Cancer Research Highlight: BeiGene Also Showed Up At ASH With Potentially Crucial Checkpoint Data
- BeiGene continued to surprise with a rare update of its PD-1 program at ASH 2018.
- Early data suggest that their PD-1 inhibitor has the potential to be a best-in-class therapy.
- Approval in Hodgkin is likely in China, but is that enough to warrant a buy?
Please note that I am affiliated with Avisol Capital Partners and their Total Pharma Tracker service. They have also covered the companies in this article in their writings, and I wanted to make readers aware of the potential for overlapping coverage.
BeiGene (NASDAQ:BGNE) is a Chinese biotech company looking to become a juggernaut by developing its own versions of established targeted and immunologic therapies. Recently, I highlighted findings presented by the company at the 2018 American Society for Hematology Meeting for its ibrutinib-mimicking drug zanabrutinib. BGNE was able to show some highly promising results in mantle cell lymphoma, likely supporting their approval in China, and possibly elsewhere in the world.
But one of BGNE's big draws, aside from its massive cash coffers after two IPOs, is the depth of its pipeline. Arguably, the crown jewel is a drug called tislelizumab, which targets PD-1, similar to peers developed by Bristol-Myers Squibb (BMY), Merck (MRK), and Regeneron (REGN) (those would be nivolumab, pembrolizumab, and cemiplimab, respectively). BGNE has high hopes of being a pioneer in the use of these agents in China, a therapeutic market that has long been insulated from foreign companies.
BGNE presented findings from its pivotal phase 2 study for tislelizumab in relapsed/refractory classical Hodgkin lymphoma at the 2018 American Society for Hematology (ASH) Congress.
Patients experienced an overall response rate of 86%, with 61% reaching a complete response. The median duration of response has not yet been reached, with 84% of patients remaining disease free after 9 months.

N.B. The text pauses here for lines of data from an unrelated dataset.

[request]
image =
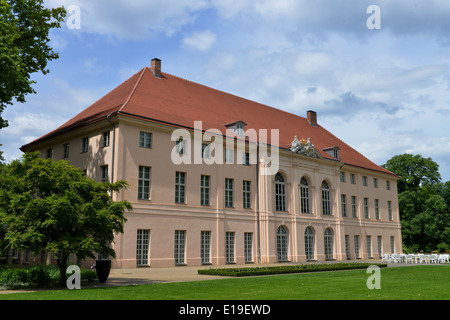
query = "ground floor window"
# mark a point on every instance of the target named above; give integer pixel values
(205, 246)
(328, 237)
(369, 246)
(229, 244)
(248, 246)
(380, 246)
(180, 244)
(309, 244)
(356, 241)
(282, 244)
(142, 247)
(347, 248)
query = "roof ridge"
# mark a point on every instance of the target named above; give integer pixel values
(133, 90)
(235, 95)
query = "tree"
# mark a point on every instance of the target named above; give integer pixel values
(424, 202)
(415, 171)
(51, 205)
(24, 47)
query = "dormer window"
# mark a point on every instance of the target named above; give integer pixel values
(333, 151)
(237, 127)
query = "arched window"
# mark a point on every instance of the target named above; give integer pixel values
(280, 193)
(282, 243)
(328, 239)
(309, 243)
(326, 205)
(304, 195)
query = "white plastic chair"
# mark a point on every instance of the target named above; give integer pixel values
(423, 258)
(409, 257)
(433, 258)
(396, 258)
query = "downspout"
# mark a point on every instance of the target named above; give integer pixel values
(257, 203)
(113, 148)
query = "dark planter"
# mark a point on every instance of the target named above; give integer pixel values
(102, 267)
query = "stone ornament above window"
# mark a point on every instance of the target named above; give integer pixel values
(304, 148)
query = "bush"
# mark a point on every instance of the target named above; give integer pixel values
(256, 271)
(36, 276)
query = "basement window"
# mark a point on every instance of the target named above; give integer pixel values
(333, 152)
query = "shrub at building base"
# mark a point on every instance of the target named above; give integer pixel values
(257, 271)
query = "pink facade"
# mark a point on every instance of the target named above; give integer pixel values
(319, 205)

Furthermore, as with other PD-1 antibodies, tislelizumab was well tolerated, with low-grade systemic effects being predominant (eg, fatigue, weight gain, pyrexia).
These are the findings that went into the New Drug Application that went to Chinese regulators and was accepted for review earlier this year.

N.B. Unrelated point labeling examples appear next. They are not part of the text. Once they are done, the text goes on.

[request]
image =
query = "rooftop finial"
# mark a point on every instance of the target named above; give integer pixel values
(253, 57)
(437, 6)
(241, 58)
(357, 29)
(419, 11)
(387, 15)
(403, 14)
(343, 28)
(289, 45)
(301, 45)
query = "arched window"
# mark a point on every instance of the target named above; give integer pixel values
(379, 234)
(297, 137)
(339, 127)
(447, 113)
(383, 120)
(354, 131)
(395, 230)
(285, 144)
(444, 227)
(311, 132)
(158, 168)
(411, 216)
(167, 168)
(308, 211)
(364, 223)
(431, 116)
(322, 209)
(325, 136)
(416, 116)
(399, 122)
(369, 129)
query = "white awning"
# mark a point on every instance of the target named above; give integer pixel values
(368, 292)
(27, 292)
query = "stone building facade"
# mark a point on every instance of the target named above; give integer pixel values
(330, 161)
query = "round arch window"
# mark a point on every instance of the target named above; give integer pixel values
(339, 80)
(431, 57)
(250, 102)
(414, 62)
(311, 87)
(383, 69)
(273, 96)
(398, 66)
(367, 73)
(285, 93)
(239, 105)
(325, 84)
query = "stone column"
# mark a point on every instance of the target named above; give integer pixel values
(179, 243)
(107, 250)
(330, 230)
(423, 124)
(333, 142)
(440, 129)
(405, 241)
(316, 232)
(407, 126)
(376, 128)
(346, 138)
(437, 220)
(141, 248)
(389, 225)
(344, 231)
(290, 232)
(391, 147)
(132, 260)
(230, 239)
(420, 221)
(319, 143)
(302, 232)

If you go take another look at findings from studies investigating nivolumab in relapsed Hodgkin lymphoma, you see that tislelizumab compares well, at least nominally. We need to be extremely careful about making cross-trial comparisons, but nivolumab yielded an 87% response rate, with only 17% achieving complete remission. Pembrolizumab's phase 2 study showed response rates ranging from 64% to 74%, depending on what kinds of treatments the patients had been exposed to.

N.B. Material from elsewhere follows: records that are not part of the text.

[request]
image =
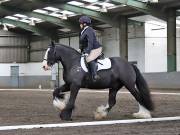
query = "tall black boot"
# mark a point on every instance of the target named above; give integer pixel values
(93, 70)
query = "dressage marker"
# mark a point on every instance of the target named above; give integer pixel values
(93, 123)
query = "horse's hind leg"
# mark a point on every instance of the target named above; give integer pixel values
(102, 111)
(67, 111)
(143, 112)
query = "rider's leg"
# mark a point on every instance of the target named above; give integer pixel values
(93, 70)
(91, 62)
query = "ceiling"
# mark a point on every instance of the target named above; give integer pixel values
(46, 17)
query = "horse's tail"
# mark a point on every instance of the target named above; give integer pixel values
(143, 90)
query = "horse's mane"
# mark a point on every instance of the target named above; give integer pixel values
(68, 48)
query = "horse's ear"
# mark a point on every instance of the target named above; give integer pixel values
(52, 44)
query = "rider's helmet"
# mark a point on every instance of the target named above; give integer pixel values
(85, 19)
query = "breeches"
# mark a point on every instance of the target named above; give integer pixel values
(94, 54)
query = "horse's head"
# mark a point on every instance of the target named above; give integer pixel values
(50, 57)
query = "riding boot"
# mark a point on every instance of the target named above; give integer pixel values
(93, 70)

In a larger study for nivolumab, published in Lancet Oncology, 66% of patients responded to therapy. This was in patients who failed both stem cell transplant and Seattle Genetics (SGEN) brentuximab vedotin. Out of the 13 patients in BGNE's study with prior stem cell transplantation, 12 achieved an objective response.
These findings have the underpinnings of potentially being able to outperform even other PD-1 inhibitors in the field, which would be an incredible feat, considering the absolute dominance that MRK and BMY have built out of their PD-1 inhibitors.
But we shouldn't consider everything roses, either. While China is relatively untapped by PD-1 inhibitors, BMY and MRK are making progress there. Furthermore, nivolumab still has a huge advantage as it moves further up in the treatment continuum, now showing promise for combination therapy with drugs like brentuximab vedotin.
Needless to say, BGNE will have a lot of competition for a relatively small space if and when they venture outside of the Chinese market.
Key investment takeaways
If the zanabrutinib news didn't get you excited for some reason, then this should. Even if they sit pat in China, with a PD-1 inhibitor that has the potential to dominate the market, they'll be sitting on a potential mega-blockbuster of their own. We can't predict pricing or access to treatment in China by any stretch, but BGNE stands to make at least hundreds of millions in revenue in China alone.
Couple that with the other successful developments they're still pursuing, and it looks to me like the $8.9 billion market cap BGNE currently has looks like a steal. If they can successfully launch their BTK, PARP, and PD-1 inhibitors in China, then I don't see any reason that they can't double within the next few years. News like this is a significant de-risking event for me, personally, no matter how difficult it can be to predict how well a company can do in China.
BGNE does have the advantage of being a Chinese company, however, unlike some of the small-cap bios you might follow where shareholders are hoping for a Chinese approval. This, along with the Chinese government's increasing aggression with respect to getting caught up in drug approvals to the US, suggest that BGNE has a pretty easy way forward, and these drugs have already demonstrated their strong marketability. Time will tell what China has to offer in terms of an oncology market.
For now, I consider BGNE a very strong contender in the midcap range, one with good upside and relatively little downside at this time, given the clinical ground they're treading.